Comparing in-the-moment skill coaching effects from tailored versus non-tailored Acceptance and Commitment Therapy mobile apps in a non-clinical sample

There is growing research demonstrating that mobile apps can be used to improve mental health and help address many common psychological disorders (e.g., Firth et al., 2017; Torous, Levin, Ahern & Oser, 2017). Typically, these apps teach new psychological skills to users to learn how to better cope with difficult thoughts, feelings, and other internal experiences, and to meet personal goals. However, there are a lot of ways that apps can do this, and the unique features of mobile apps open up a new world of opportunities for ways of improving mental health.

The current study we recently published in Cognitive Behaviour Therapy examined one key feature of mobile apps – the ability to provide tailored skills based on how someone is doing in-the-moment. People typically use their smartphones throughout the day, regularly responding to prompts or checking apps. In this study, we sought to leverage this habit to teach psychological skills by checking in at random times throughout the day, and using those check in opportunities to give an option to get a tailored skill. These skills were based on Acceptance and Commitment Therapy (ACT; Hayes, Strosahl & Wilson, 2011), a modern cognitive behavioral therapy that includes skills that might be more effective when tailored to in-the-moment challenges including attending to the present, connecting with personal values, accepting difficult emotions, and defusing from thoughts (noticing thoughts as just thoughts).

We conducted a randomized controlled trial (RCT) with 69 adults who were interested in using a self-help app to improve their well-being (Levin, Haeger & Cruz, in press). Participants were randomly assigned to either the tailored ACT app, a random version of the app where skills were not tailored based on in-the-moment responses, or an assessment-only version where participants completed check-ins but did not receive skills. In another publication we reported the main results, which indicated that only participants who received the tailored ACT app improved on psychological distress and positive psychosocial functioning over time, and that these participants improved more than those who received the assessment-only or random skill app (Levin et al., in press).

Our article published in Cognitive Behaviour Therapy reported results from the mobile app data in the tailored and random skill conditions to further examine how the effects of ACT skill coaching in-the-moment. After each skill coaching session, participants completed another check-in assessment to see how things changed from practicing a skill. This allowed us to look at the immediate effects of skill coaching. Our results showed that in both the random and tailored skill conditions, participants improved immediately after skill coaching on their level of depression, anxiety, ability to do what matters, and tailored variables relevant to ACT skills (how much they were fighting their feelings, stuck in thoughts, running on “autopilot,” and disconnected from values). We also found that participants improved more from tailored skill coaching than random skill coaching on their in-the-moment anxiety and how much they were fighting their feelings and stuck in thoughts. However, the changes from before to after skill coaching were all fairly small.

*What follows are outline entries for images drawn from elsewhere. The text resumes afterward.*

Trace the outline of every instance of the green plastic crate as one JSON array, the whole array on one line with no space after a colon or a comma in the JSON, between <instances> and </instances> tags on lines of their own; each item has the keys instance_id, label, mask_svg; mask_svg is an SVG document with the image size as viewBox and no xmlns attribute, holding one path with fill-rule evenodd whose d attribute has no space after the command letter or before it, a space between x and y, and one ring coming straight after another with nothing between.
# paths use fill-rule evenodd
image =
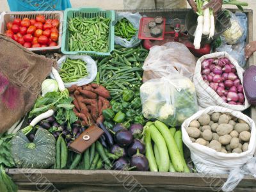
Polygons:
<instances>
[{"instance_id":1,"label":"green plastic crate","mask_svg":"<svg viewBox=\"0 0 256 192\"><path fill-rule=\"evenodd\" d=\"M71 18L76 17L82 17L84 18L93 18L97 17L104 18L111 18L109 22L109 31L108 36L108 52L95 52L95 51L69 51L68 49L68 20ZM115 43L115 11L103 10L97 8L68 8L64 12L63 28L62 33L62 46L61 52L65 54L87 54L94 57L104 57L111 54L114 50Z\"/></svg>"}]
</instances>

These results suggest that ACT skill coaching can produce immediate improvements in users’ psychological distress and functioning, and that these in-the-moment effects can be larger in some cases when the skill is tailored to the current situation. The small effects suggest that any given skill coaching session may be pretty modest in terms of improvements that people notice, but over time, this can produce clinically meaningful improvements (see Levin et al., in press for main outcome findings). Future research is needed to further our understanding of the user’s experience of in-the-moment effects and how in-the-moment effects predict clinically meaningful outcomes over time, which might inform further guidance on how to use an app or adapt it to make sure it is most helpful to users. We hope that this further informs and guides app developers and researchers in developing tailored skill coaching methods and examining these in-the-moment effects.

Read the full paper: Levin, M. E., Navarro, C., Cruz, R. A., & Haeger, J. (in press). Comparing in-the-moment skill coaching effects from tailored versus non-tailored acceptance and commitment therapy mobile apps in a non-clinical sample. Cognitive Behaviour Therapy. doi:10.1080/16506073.2018.1503706

Michael Levin

 

References

Firth, J., Torous, J., Nicholas, J., Carney, R., Rosenbaum, S. & Sarris, J. (2017) Can smartphone mental health interventions reduce symptoms of anxiety? A meta-analysis of randomized controlled trials. Journal of Affective Disorders, 218, 15-22.

Hayes, S.C., Strosahl, K.D., & Wilson, K.G. (2011). Acceptance and Commitment Therapy: The process and practice of mindful change. New York: The Guilford Press.

Levin, M.E., Haeger, J. & Cruz, R.A. (In Press). Tailoring acceptance and commitment therapy skill coaching in-the-moment through smartphones: Results from a randomized controlled trial. Mindfulness.

Torous, J.B., Levin, M.E., Ahern, D. & Oser, M. (2017). Cognitive behavioral mobile applications: Research literature, marketplace data, and evaluation guidelines. Cognitive and Behavioral Practice, 24, 215-225.